La presse américaine a sorti un nom, et pas n’importe lequel : Mohammed Ben Salman, dit « MBS », le prince héritier d’Arabie saoudite et fils du roi Salman. S’appuyant sur une source ayant eu accès à un rapport des services de renseignement américain et une autre proche de la transaction, le New York Times et le Wall Street Journal ont affirmé que l’achat a été réalisé par un prince de second rang, Bader Ben Abdullah Ben Mohammed Ben Farhan Al-Saud, en lien téléphonique avec Christie’s lors de la vente, mais agissant pour le compte de « MBS », dont il est proche.

« Salvator Mundi » aurait été payé par « MBS », par le biais du prince Bader, avant d’être offert à Abou Dhabi

Ces articles ont aussitôt fait sourire. Le dauphin du royaume a fait de la réforme de la gouvernance saoudienne son porte-étendard. C’est en son nom qu’il a imposé des mesures d’austérité, dont des coupes dans les subventions sur l’essence et l’électricité, et qu’il a lancé une purge anticorruption, ayant conduit à l’arrestation de deux cents dignitaires, accusés de détournement de fonds publics. Le numéro deux du royaume s’affranchirait-il de la rigueur qu’il exige de ses sujets ?

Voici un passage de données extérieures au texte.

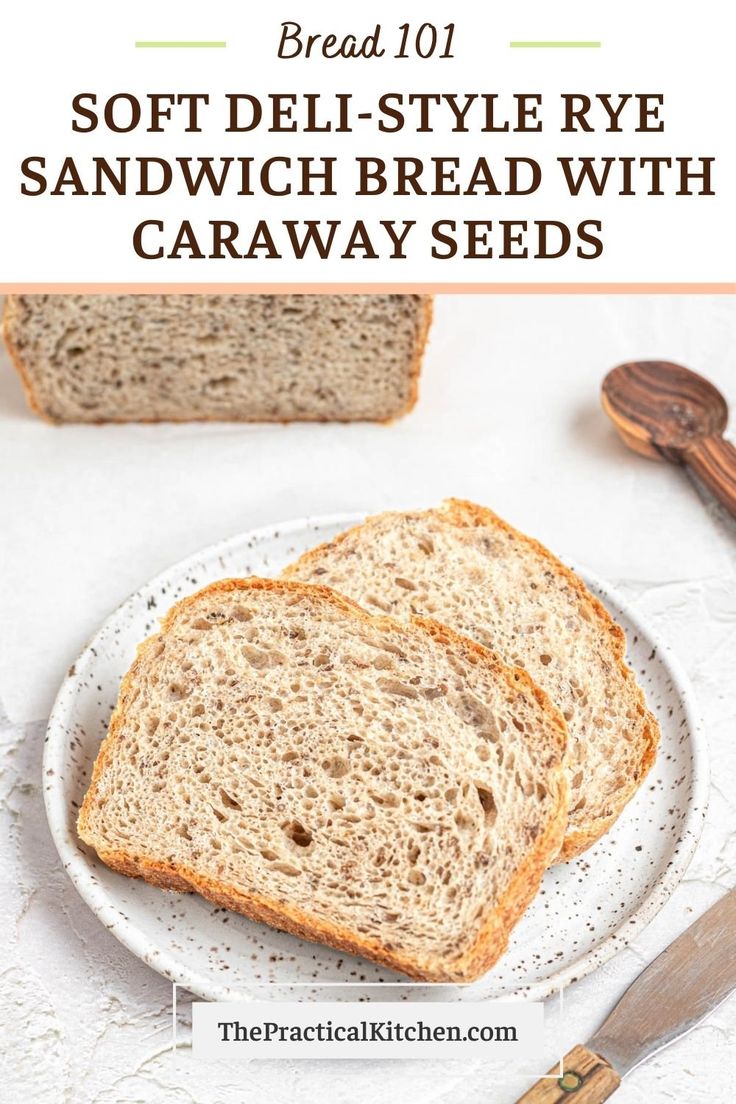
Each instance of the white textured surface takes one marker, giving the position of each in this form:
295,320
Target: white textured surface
509,415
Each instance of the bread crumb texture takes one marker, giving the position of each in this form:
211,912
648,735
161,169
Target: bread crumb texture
254,358
392,791
465,566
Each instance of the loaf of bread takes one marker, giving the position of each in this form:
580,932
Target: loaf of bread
466,568
249,358
393,791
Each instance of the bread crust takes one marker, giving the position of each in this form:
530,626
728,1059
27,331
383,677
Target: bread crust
11,315
468,515
493,937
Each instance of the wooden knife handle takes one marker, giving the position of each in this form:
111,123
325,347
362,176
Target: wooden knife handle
586,1079
713,460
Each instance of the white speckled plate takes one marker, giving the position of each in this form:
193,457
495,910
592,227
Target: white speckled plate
585,912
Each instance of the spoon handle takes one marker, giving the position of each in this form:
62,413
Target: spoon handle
713,460
586,1079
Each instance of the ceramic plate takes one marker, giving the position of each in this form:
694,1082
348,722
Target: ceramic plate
585,912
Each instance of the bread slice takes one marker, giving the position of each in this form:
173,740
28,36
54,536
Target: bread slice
391,791
465,566
245,358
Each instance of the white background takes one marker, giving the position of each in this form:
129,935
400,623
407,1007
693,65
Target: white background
508,415
54,51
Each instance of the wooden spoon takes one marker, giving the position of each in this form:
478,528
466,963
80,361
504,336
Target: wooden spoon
667,412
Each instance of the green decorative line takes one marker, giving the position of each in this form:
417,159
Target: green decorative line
555,45
180,45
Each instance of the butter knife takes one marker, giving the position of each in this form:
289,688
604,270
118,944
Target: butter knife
679,989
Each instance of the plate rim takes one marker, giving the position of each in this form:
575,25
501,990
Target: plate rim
74,858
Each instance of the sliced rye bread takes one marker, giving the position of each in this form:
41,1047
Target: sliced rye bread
466,568
392,791
242,358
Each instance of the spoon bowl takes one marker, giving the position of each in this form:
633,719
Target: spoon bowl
669,413
661,410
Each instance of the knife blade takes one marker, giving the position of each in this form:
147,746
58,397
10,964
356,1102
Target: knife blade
683,985
675,991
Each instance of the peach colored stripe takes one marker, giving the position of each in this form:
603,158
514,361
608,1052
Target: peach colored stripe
345,288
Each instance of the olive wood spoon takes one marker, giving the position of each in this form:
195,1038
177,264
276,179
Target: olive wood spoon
669,413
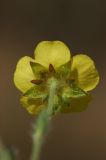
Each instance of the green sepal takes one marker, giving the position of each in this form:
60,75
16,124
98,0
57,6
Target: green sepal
65,70
76,104
38,70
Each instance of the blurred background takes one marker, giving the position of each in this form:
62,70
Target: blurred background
81,24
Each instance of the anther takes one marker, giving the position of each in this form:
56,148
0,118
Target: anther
37,81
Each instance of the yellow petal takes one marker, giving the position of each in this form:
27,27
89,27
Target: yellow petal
55,53
23,74
84,71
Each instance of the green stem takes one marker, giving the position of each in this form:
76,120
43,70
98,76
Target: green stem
43,122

Affabulations, répond le gouvernement saoudien, qui a produit vendredi un document présentant le prince Bader comme un intermédiaire mandaté par le département de la culture et du tourisme d’Abou Dhabi. La branche du Louvre, ouverte début novembre dans la capitale des Emirats arabes unis, avait annoncé deux jours plus tôt que la peinture à un demi-milliard de dollars ornerait ses murs. Mais cette version ne convainc pas totalement. Interrogée par l’agence Reuters, la porte-parole de l’institution émirienne, tout en assurant que celle-ci a « acquis » le chef-d’œuvre italien, a refusé de confirmer qu’elle l’a « acheté ».

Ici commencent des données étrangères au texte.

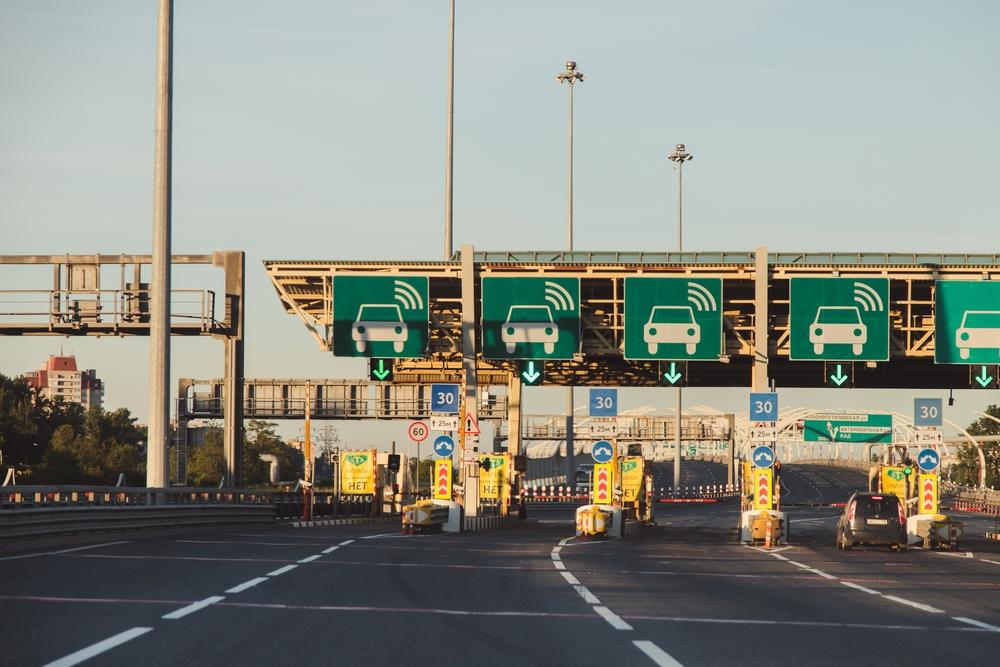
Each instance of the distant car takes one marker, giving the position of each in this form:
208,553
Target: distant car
838,325
379,322
671,324
872,518
980,329
530,324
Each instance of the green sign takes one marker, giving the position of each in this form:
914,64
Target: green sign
530,318
380,316
673,318
848,428
839,319
966,322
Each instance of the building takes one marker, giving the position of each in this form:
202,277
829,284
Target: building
59,378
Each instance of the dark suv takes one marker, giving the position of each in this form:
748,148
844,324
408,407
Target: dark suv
872,518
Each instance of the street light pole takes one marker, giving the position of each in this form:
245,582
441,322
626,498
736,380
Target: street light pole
570,76
679,156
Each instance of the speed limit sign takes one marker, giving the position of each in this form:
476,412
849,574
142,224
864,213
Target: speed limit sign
418,431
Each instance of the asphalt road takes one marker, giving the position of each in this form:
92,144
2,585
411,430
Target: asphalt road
682,592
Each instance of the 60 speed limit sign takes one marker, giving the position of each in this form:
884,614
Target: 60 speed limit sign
418,431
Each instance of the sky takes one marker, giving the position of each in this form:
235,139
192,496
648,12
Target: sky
316,130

Une nuance pas anodine. Selon le Wall Street Journal et le Financial Times, Salvator Mundi aurait bel et bien été payé par « MBS », par le biais du prince Bader, avant d’être offert à Abou Dhabi, dont le régent, Mohamed Ben Zayed, est le mentor du prince héritier saoudien. La thèse du « cadeau d’Etat à Etat » est avancée par les deux quotidiens économiques, pas totalement certains d’avoir le fin mot de cette ténébreuse histoire. Un imbroglio qui n’aurait pas déplu à Léonard de Vinci, l’homme du sfumato, ce style vaporeux, entremêlant ombre et lumière.